Native to Europe, it was brought to Colonial America by early settlers who valued it for medicinal uses. it quickly escaped into the environment where it had few insect enemies. In Europe many insects were adapted to feed & reproduce on tansy, but in North America its spread was resistant to all pests, which facilitated its spread. This feature has been used constructively, as in field tests tansy was interplanted with potatoes & discovered to protect the crop from the Colorado potato beetle.

A common roadside weed here on the Kitsap Peninsula, as elswhere in the Pacific Northwest, it's arrival in the west & northwest is surprisingly recent.
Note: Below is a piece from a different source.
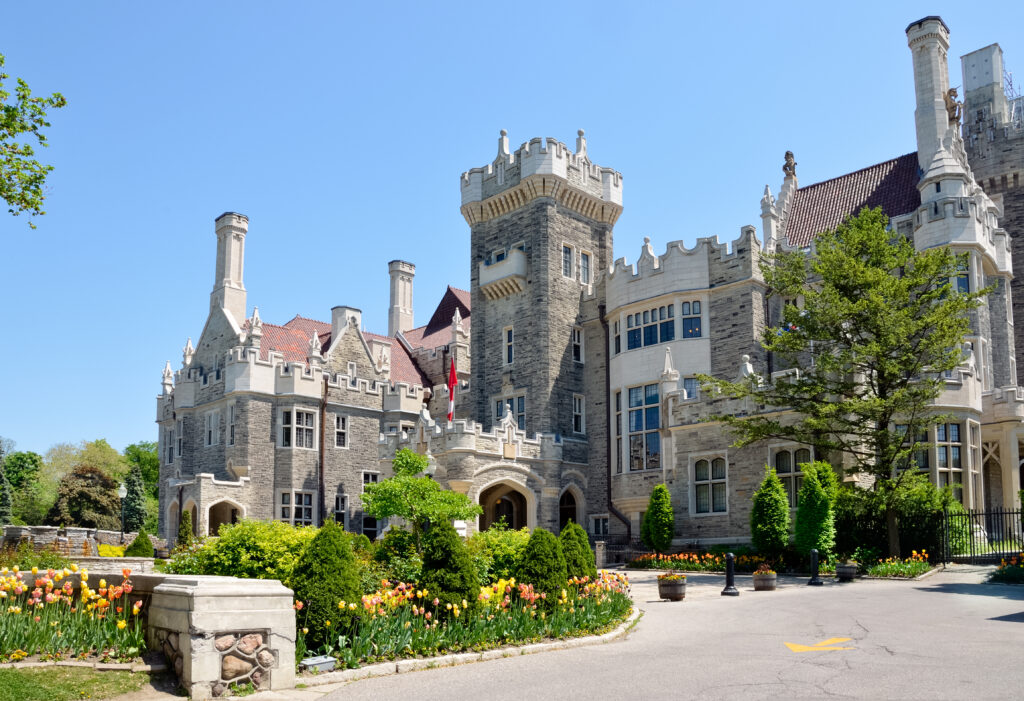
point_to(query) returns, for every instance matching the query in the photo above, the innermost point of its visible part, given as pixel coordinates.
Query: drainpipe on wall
(607, 393)
(321, 467)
Between the 1600s to the early 1800s tansy colonized the entire west coast of north america, then began its slow march westward. it was documented in kansas in 1912, montana in 1936, & was widespread on the pacific coast by 1952. it is now found just about everywhere, in regions of high or low rainfall, in poor soils & good soils, with a preference for very hot sunny locations but also quite cold-hardy.

Noxious weed researchers Ron LeCain & Roger Sheley in an article about common tansy for the Montana State University Extension wrote, "In 1668, the first president of Harvard University was buried wearing a common tansy wreath in a common tansy lined coffin. When Harvard's cemetery was relocated in 1846, the common tansy in this coffin still held its shape & fragrance." The importance of tansies in funeral customs is discussed in the separate article on Curly Tansy T. vulgare var crispum), but it is worth repeating here that the name Tanecetum refers to Thanatos, which is Death, or the land of the dead.